Sunday, February 9, 2014

INTERVIEW: American Developer Michael Capponi talks Helping Haiti Rebuild on Ocean Drive

On January 12, 2010, an earthquake devastated Haiti. Add to that a history of corruption, recent outbreaks of cholera, and a 2012 tropical storm, and parts of the country have become an ecological and economic disaster. Florida developer Michael Capponi took his first trip to Haiti to help the victims just after the earthquake; in 2011 he started his own nonprofit, called the Haiti Empowerment Mission, which provides the citizens of Haiti with the tools and education to break free from dependency. Here, Capponi tells Ocean Drive how he’s helping to rebuild the country, and a small coastal town called Jacmel:

What’s the meaning of the Haiti Empowerment Mission?
Michael Capponi: Haiti is a very complex situation where, for hundreds of years, they’ve never really had an opportunity to learn how to be independent, so it’s been a nation very dependent on foreign aid. I wanted to create a situation where we could empower the people of Haiti by teaching them.
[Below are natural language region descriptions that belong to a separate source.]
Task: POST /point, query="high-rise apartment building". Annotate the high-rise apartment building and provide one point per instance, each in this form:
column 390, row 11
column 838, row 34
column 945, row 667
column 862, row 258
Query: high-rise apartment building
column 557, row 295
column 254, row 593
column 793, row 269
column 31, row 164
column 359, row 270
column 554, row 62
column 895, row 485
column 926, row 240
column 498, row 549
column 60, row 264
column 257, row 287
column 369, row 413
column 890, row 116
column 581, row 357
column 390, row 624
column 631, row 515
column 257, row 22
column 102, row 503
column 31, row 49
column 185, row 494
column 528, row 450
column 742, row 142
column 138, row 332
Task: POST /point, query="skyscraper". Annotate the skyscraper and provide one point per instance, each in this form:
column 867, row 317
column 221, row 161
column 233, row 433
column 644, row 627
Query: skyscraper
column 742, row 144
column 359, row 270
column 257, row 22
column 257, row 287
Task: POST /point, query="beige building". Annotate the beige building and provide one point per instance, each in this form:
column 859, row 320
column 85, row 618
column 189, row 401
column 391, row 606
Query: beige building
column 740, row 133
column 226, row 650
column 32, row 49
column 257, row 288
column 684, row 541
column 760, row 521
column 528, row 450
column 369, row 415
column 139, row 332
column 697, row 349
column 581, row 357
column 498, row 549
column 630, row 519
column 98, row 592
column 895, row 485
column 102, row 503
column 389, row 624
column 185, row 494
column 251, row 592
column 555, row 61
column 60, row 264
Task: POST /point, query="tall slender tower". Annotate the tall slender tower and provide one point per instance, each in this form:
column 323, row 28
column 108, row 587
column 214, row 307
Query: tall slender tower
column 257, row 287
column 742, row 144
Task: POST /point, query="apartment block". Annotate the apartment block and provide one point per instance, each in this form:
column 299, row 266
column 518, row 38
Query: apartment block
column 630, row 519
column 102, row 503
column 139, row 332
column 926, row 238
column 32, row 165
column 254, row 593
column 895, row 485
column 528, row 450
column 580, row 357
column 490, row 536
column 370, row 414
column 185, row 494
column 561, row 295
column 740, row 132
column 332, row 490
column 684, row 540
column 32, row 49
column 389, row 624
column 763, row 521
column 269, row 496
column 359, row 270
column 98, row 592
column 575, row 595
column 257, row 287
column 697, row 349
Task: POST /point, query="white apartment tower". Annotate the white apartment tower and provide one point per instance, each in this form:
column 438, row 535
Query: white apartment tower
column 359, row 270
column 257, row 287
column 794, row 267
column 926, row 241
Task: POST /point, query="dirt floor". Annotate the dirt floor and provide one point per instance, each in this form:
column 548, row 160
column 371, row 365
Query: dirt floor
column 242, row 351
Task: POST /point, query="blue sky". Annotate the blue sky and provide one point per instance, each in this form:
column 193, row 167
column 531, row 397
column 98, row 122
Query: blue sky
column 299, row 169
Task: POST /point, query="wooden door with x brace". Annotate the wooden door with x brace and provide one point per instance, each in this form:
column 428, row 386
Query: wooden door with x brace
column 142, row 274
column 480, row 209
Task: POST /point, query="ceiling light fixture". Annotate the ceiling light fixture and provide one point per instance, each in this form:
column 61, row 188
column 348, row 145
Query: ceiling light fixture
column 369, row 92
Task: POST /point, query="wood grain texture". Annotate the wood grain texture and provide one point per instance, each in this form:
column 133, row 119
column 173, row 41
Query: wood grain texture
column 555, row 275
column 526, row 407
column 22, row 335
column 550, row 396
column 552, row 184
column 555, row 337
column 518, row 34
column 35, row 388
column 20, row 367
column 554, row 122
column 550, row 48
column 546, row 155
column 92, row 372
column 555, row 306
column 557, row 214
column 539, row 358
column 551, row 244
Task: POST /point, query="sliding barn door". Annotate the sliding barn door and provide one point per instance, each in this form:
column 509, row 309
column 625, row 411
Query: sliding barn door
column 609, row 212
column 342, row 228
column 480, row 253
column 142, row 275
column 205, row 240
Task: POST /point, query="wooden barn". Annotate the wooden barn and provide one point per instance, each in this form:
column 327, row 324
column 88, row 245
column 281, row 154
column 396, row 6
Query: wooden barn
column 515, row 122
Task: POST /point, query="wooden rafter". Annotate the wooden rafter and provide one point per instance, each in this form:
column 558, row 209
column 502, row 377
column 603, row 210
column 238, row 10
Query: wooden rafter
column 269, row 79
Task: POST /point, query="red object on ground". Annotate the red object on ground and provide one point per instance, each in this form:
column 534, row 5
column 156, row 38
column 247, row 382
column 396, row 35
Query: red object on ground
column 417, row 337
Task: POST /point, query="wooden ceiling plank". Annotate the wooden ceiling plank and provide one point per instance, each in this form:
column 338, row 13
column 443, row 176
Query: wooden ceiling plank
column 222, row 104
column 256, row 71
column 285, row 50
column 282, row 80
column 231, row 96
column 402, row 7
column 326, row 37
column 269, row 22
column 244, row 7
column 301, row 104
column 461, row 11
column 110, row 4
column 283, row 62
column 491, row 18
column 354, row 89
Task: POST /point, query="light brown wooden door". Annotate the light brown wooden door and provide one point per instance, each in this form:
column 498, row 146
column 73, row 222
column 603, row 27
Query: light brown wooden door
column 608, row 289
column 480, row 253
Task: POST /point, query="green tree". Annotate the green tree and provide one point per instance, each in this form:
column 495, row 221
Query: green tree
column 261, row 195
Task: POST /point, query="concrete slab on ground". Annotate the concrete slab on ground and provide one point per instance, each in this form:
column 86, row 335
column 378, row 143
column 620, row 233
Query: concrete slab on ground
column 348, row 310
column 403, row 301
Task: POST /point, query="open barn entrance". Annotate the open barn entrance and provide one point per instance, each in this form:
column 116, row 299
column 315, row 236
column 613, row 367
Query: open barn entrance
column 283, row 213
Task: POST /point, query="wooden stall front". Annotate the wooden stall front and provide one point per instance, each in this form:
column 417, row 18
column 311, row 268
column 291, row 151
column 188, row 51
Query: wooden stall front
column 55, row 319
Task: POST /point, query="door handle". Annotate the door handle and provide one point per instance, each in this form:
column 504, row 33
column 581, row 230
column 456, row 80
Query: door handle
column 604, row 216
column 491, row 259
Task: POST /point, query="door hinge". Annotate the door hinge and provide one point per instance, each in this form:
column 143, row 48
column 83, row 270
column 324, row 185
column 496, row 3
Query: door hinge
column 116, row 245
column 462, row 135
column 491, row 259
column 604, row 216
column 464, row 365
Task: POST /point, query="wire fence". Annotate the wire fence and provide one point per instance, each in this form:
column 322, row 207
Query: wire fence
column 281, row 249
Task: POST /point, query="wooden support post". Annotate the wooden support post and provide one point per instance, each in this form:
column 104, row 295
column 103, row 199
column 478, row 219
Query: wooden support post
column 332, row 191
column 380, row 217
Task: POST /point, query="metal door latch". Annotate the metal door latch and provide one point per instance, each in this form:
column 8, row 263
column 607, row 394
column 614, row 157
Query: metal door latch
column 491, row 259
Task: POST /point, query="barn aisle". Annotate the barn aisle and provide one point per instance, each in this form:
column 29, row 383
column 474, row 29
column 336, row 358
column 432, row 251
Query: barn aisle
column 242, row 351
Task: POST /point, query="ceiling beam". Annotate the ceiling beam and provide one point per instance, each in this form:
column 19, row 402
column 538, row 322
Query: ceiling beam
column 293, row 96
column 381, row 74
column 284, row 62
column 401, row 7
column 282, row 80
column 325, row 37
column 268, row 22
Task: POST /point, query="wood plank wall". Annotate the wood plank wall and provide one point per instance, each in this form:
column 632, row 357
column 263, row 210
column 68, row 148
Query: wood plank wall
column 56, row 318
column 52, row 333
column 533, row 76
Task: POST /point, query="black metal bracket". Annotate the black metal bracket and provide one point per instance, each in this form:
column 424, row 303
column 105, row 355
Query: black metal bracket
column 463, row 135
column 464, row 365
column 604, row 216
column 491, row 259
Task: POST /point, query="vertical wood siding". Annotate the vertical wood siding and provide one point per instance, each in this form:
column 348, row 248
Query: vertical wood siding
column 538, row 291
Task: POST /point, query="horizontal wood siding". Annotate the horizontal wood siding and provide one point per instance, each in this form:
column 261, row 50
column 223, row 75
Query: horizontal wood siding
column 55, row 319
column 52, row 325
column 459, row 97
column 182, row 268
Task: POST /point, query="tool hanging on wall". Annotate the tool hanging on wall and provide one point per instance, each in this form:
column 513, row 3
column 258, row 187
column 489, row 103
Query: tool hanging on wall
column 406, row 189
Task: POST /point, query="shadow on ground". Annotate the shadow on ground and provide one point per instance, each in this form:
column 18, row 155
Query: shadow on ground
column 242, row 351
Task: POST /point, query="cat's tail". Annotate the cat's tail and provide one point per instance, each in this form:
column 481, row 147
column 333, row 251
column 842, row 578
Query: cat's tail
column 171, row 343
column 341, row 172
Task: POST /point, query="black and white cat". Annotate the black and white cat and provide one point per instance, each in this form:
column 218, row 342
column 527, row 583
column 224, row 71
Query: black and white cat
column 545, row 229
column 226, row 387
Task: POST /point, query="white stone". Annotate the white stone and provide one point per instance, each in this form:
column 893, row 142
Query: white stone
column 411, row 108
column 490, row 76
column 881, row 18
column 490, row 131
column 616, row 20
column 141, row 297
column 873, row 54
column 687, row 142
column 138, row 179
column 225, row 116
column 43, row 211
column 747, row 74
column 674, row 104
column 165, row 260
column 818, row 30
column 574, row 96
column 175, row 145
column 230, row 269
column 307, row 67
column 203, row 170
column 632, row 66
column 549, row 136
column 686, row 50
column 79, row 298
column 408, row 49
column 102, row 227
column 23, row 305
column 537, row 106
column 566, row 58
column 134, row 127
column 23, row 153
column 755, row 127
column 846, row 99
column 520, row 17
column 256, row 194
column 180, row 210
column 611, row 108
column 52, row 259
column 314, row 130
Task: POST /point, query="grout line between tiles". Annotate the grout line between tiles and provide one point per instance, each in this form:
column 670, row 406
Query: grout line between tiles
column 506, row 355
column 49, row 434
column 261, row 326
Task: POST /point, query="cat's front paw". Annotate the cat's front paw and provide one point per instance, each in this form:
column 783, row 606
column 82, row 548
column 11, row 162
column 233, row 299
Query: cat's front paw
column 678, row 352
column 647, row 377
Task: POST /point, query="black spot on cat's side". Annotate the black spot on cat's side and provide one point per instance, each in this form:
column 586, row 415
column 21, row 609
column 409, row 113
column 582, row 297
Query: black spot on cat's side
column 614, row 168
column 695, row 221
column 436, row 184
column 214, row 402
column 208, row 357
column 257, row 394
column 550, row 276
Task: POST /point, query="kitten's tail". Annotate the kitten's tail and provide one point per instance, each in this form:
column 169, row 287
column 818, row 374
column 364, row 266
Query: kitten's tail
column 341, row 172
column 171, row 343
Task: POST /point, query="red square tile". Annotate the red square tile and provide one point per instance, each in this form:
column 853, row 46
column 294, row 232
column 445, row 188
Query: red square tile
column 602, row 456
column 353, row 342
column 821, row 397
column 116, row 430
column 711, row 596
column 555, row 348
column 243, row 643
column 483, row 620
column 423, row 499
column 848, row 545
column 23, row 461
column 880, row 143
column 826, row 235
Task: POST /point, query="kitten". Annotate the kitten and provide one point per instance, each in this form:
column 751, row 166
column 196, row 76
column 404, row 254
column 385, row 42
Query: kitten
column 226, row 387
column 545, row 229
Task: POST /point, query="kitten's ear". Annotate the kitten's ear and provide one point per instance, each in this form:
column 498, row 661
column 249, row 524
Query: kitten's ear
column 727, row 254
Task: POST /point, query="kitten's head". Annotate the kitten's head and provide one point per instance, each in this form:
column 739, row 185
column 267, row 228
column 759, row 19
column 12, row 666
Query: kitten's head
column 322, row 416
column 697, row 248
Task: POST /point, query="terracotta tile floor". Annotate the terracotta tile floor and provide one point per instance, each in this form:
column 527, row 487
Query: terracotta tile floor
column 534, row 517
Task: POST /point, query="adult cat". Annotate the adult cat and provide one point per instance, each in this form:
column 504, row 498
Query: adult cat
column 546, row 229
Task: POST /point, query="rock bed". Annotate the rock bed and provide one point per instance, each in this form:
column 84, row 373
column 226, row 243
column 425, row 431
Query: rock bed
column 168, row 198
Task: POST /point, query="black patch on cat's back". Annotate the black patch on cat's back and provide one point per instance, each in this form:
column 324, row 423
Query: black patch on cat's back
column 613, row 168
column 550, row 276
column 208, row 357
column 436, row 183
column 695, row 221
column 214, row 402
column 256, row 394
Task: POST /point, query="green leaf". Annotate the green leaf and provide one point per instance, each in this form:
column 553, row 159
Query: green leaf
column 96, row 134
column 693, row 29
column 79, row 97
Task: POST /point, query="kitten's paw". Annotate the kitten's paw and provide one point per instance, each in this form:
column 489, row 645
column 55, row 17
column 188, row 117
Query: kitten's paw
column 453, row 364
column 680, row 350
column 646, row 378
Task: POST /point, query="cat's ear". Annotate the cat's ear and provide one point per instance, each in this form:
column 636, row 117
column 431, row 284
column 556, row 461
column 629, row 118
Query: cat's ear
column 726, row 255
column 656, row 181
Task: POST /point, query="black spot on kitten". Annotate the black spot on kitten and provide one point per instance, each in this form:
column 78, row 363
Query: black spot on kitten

It could be anything from harvesting coffee to making jewelry to putting the children in a private school, or just teaching the residents about working at a hotel. So it’s to empower people to become self-sustaining. We put a lot of them in a hospitality school. The more I went to Haiti, I started understanding the problem was a lot bigger than a large group of people who lost their homes in an earthquake and just needed to be put back in their homes.